Added 700 μl Buffer NT3 to the NucleoSpin Extact II Column. Centrifuged for 30 seconds at 11,000 x g. Discarded flow-through and placed the column back into the collection tube.
Centrifuged for 1 minute at 11,000 x g to remove Buffer NT3 completely.
Placed the NucleoSpin Extract II Column into a new 1.5 ml microcentrifuge tube. Added 50 μl Buffer NE and incubated at room temperature for 1 minute. Centrifuged for 1 minute at 11,000 x g.
Results
We could not obtain the target band of fdh4AB.
Densitometry
Diluted DNA samples 50 times with a solvent.
Turned on the machine; GeneQuant 100.
Poured the solvent 100 μl into a cuvette and adjusted 0.

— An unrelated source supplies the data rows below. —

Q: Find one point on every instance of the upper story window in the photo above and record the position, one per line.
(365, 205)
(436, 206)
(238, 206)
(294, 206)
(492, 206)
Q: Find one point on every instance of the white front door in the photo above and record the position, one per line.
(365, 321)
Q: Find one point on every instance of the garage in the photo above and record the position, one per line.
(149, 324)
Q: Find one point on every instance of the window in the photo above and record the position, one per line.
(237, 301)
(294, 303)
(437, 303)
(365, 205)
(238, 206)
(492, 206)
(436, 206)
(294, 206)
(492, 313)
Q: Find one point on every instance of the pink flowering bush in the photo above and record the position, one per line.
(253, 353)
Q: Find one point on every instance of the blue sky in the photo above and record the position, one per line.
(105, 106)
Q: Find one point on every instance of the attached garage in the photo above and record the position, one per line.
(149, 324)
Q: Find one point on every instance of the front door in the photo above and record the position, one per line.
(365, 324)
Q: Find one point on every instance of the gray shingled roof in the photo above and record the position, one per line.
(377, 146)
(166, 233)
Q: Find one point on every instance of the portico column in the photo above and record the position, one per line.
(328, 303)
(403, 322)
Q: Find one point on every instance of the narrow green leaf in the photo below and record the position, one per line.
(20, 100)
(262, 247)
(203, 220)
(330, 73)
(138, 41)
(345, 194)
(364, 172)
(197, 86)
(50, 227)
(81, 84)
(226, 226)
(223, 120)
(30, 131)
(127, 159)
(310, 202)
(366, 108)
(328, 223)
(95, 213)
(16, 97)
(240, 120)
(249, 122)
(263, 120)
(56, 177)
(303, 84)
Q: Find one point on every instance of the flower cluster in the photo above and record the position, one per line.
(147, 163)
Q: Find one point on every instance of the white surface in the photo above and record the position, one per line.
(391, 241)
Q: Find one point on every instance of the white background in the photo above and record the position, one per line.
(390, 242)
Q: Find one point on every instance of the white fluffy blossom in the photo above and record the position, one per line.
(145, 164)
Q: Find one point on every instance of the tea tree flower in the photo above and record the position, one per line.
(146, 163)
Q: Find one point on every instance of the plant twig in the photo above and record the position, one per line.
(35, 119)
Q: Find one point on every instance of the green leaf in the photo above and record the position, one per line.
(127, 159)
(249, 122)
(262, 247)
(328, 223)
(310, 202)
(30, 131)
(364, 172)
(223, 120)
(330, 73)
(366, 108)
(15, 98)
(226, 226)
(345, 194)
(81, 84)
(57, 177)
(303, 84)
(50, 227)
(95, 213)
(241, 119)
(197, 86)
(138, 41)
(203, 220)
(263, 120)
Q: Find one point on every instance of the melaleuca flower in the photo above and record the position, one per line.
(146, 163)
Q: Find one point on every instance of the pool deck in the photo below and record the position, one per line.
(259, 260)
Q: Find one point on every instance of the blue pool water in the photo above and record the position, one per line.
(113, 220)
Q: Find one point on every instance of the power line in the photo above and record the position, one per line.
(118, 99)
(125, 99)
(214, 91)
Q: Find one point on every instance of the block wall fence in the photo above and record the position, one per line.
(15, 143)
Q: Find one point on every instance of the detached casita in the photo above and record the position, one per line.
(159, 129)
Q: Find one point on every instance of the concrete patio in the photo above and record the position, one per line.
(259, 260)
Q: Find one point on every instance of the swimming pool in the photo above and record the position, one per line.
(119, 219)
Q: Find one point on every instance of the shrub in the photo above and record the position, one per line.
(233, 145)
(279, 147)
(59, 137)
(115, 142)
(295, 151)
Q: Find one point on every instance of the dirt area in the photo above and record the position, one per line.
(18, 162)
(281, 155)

Threw the solvent, poured the DNA sample.
Measured the concentration.
Results
Concentration of backbone plasmid was 48 ng/ μl.
17th Aug
Electrophoresis of PCR products: before digestion of fdh4AB, after PCR products clean-up of fdh4AB, before PCR products clean-up of fdh4AB and diluted 100 times of PCR products of fdh4AB.
Put an agalose gel into the tank, and poured TBE buffer.
Mixed DNA samples: loading buffer = 9: 1. Loaded samples into wells.
Electrophoresed, stopped when samples move to 2/3.
Results
Every sample was smeared. It seemed that PCR didn’t run well.